The rebuttal comes after a recent consultation on the PPF levy saw consultants criticise requirements for the extended ‘duty of care’.

A spokesman for the lifeboat fund challenged advisers to give clear assurances on the valuation of ABCs if they were “confident about the value”.

In the last consultation before the new levy and solvency-risk formulas come into use, the PPF suggested ABCs would require an independent valuation that recognises a legal ‘duty of care’ to the fund.

This would be left to the consultant community, which thoroughly rejected the idea in its consultation responses and said it would affect the use of ABCs in levy calculations.

However, the PPF spokesman said the lifeboat fund was happy to accept ABCs and the contribution they make to scheme funding.

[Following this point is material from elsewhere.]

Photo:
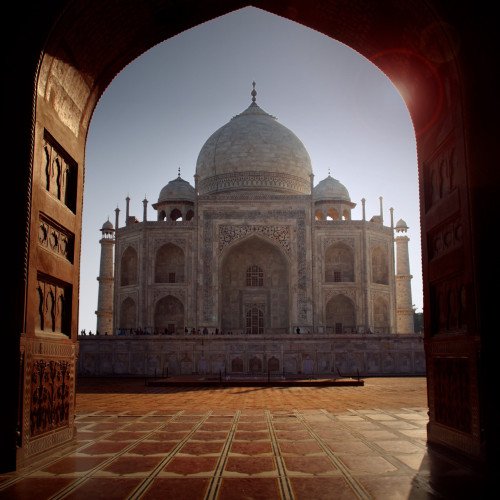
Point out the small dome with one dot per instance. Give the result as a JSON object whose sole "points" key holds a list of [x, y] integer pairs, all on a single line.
{"points": [[107, 226], [401, 225], [331, 189], [177, 190]]}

ABC structures involve sponsors giving schemes legal claim over an asset that provides income streams in return for a reduction in deficit contributions.

The use of these structures can potentially reduce the liability burden of a scheme entering the PPF, thus reducing the levy.

A PPF spokesman told IPE: “These are complex structures, and the value they have on insolvency may be very different to the value at which they are stated in scheme accounts.

“If advisers are confident about the value of these arrangements, they should be able to give assurance to trustees and to the PPF. And if they aren’t, we don’t think the PPF should give credit in levy calculation.

“Ultimately, if ABCs prove to be worthless, other levy payers end up paying the price.”

Responses from the Association of Consulting Actuaries (ACA), the Society of Pensions Professionals (SPP), Towers Watson and Aon Hewitt all said the extension of liability from trustees to advisers was unnecessary.

Towers Watson said a duty of care already existed for trustees, and that extending this to the PPF would not always be possible.

Senior consultant Joanne Shepard previously told IPE: “Subject to legal opinion, extending each adviser’s duty of care to the PPF may not always be unachievable – in which case, perfectly good assets would not be recognised for levy purposes.”

The ACA said it was not appropriate for advisers to have an uncapped liability to the lifeboat fund, given that there is a cap between advisers and trustees.

This was the lifeboat fund’s final consultation before Experian takes over from Dun & Bradstreet for the 2015-16 levy calculation.